We Need to Talk about Commissioning

brown metal playground during golden hour

It had to happen, we can’t put it off any longer. We need to talk about what commissioning is. Or is not.

It could be presented in a plain, factual manner … there are stages to commissioning, these are arranged in a cyclical process.

Here’s the obligatory diagram describing the key stages of commissioning – its from the NHS, they love a process:

A picture of a circular commissioning cycle describing the various stages from needs assessment, planning, designing, procurement through to delivery and evaluation.
The NHS Commissioning Cycle, Kings Fund

Most explanations start you with ‘Assessing needs’, proceeding through to designing and planning.There’s a tricky bit after, referred to as ‘shaping the market’ or ‘market making’ (like a crafts workshop). This is essentially the point where it becomes clear that no-one is providing the service you need – more likely there are plenty of providers, but none of them do quite the job. So a commissioner has to consider how they ’shape’ provision to meet their beautifully designed service specification. Skipping through that bit means we arrive at ‘Procurement’. This might feel like firmer ground – there are often teams of people skilled in procurement, contracts, the law.
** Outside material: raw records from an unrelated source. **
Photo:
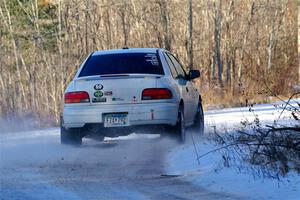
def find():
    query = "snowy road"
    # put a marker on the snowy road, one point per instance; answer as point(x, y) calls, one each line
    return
point(35, 166)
With larger procurements, a commissioner might find themselves handing it all over to procurement teams – and in some instances it can feel as if its disappeared into a different world and language. Eventually (usually very eventually) a contract emerges with a provider attached. There can even be a brief period of elation, or perhaps its relief, as the new service provider sets up, announces its existence. This may occasionally be marred by the need to quietly, if possible, manage the old provider, or those providers who didn’t get the contract and who think they could still do a better job. It’s all very energy consuming.
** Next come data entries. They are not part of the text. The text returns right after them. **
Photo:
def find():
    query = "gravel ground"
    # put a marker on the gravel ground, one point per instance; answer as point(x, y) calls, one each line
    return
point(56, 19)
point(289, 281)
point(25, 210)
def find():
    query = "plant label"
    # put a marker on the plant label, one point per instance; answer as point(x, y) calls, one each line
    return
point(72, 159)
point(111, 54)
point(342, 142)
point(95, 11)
Then, as a colleague once said to me, ‘now it’s simple, they do their job, we performance manage them’. Until the contract approaches its end date. Or, more usually, the service being provided doesn’t meet the needs of those using it – or those who need it but don’t use it. This is also a tricky bit – who is to blame? The provider for being inefficient in the face of people with individual needs? The commissioner for not getting the service specification right? Or the funding for not meeting the actual costs? Or – and yes, this does get used – the people who use the service for not understanding how to use it?
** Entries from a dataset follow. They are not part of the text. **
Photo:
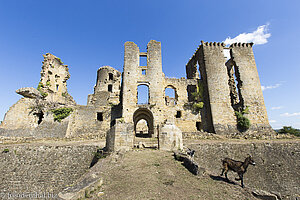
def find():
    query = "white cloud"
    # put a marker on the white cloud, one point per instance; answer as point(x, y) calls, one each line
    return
point(259, 36)
point(263, 88)
point(276, 108)
point(290, 114)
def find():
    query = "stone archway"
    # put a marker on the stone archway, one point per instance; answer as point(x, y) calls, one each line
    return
point(143, 114)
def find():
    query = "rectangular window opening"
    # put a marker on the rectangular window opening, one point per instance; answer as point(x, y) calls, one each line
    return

The issue I have with the ‘commissioning cycle’ is that it is often applied as if it’s an instruction manual – follow these steps and proceed to the end. In my various roles as a public sector ‘commissioner’, there has usually been some form of assurance or performance framework applied to these acts of commissioning by a regulatory body. These frameworks usually worked from this commissioning cycle, setting standards for each stage and requiring us jobbing ‘commissioners’ to present evidence that we are meeting these standards at each stage. Before this becomes too much like whingeing (as if), it is understandable, this approach to assurance – how do you learn what works if you don’t look for evidence? (My research and academic colleagues will be rushing to engage that debate …). The problem with the approach is it assumes commissioning is procedural, that it is largely about understanding the stage you are in and then doing the things that stage requires. Hidden within this, perhaps, is also an assumption that, well, almost anyone can do it. Give a reasonably well adapted manager (have you met any?) the commissioning manual and they’ll get through it ok. Like a recipe – the cake will come out like a cake, just take a bite and make suggestions like ‘next time perhaps use more of everything’.

In some respects this is all true – but only if you use the commissioning cycle as a guide. There is, in my experience, a different reality of commissioning, one that has – to my knowledge, not yet been put into a neat diagram. In their report ‘Towards collaboration: VCSE and health and care commissioning relationships’ (2023), the Universities of Birmingham, Plymouth and London seem to approach something fundamental when they describe a Commodified approach to commissioning, comparing it to a Collaborative approach. 

A graphic that describes the difference between Commodified Commissioning (eg VCSE are treated as providers only) and Collaborative Commissioning (eg VCSE are partners throughout all stages of commissioning)
Commodified vs Collaborative Commissioning, ‘Towards collaboration: VCSE and health and care commissioning relationships’ 2023, BAYES Business School, University of Birmingham, University of Plymouth

In Commodified commissioning, the stages of the commissioning cycle can be seen, glowing out beneath the surface – procedural, rules, silo-ed knowledge (and power). Yet in their description of Collaborative Commissioning, there are features that ring true with my actual experience of commissioning – shared knowledge, coordination, trust. It feels like this is pointing to some far more fundamental description of commissioning, something that stands behind all the various diagrams of commissioning cycles – as if the diagrams are the glyph we all focus on, not realising the actual goddess is there in the shadows beyond.

I once said – thinking at the time it was a facetious remark – that commissioning was not a science but an art – meaning that, in my experience, it rarely proceeded through defined stages. Instead, not unlike the best buddhism, all aspects of commissioning existed all at once, at the same time – with commissioners just a part of its reality. 

A less ethereal way of seeing it is that, to commission is to understand that any aspect of the traditional commissioning stages may need to co-exist for a while and, further, there several other aspects to commissioning that might also require acknowledgement. We operate in a human world (and an increasingly stroppy environmental one) and humans, not known for their individual predictability (well, except perhaps on social media), bring all that ‘stuff’ with them – self, ego, compassion, drive, enthusiasm, pessimism, privilege, culture … and on its goes.

Instead of seeing ‘commissioning’ as a process or a cycle, it may be better to see it as a set of skills, even a vocation. And instead of seeing it as something that a small team of people – the ‘commissioners’ – ‘do’ in the world, it could be seen as a more collaborative and collegiate way of working to improve the world. Sure, that sounds idealistic, but, in my experience, real improvements rarely resulted from following the commissioning manual – they usually came from building a shared understanding – not just of what was needed but also of what could help – and of the challenge that nothing ‘off the shelf’ ever met these needs.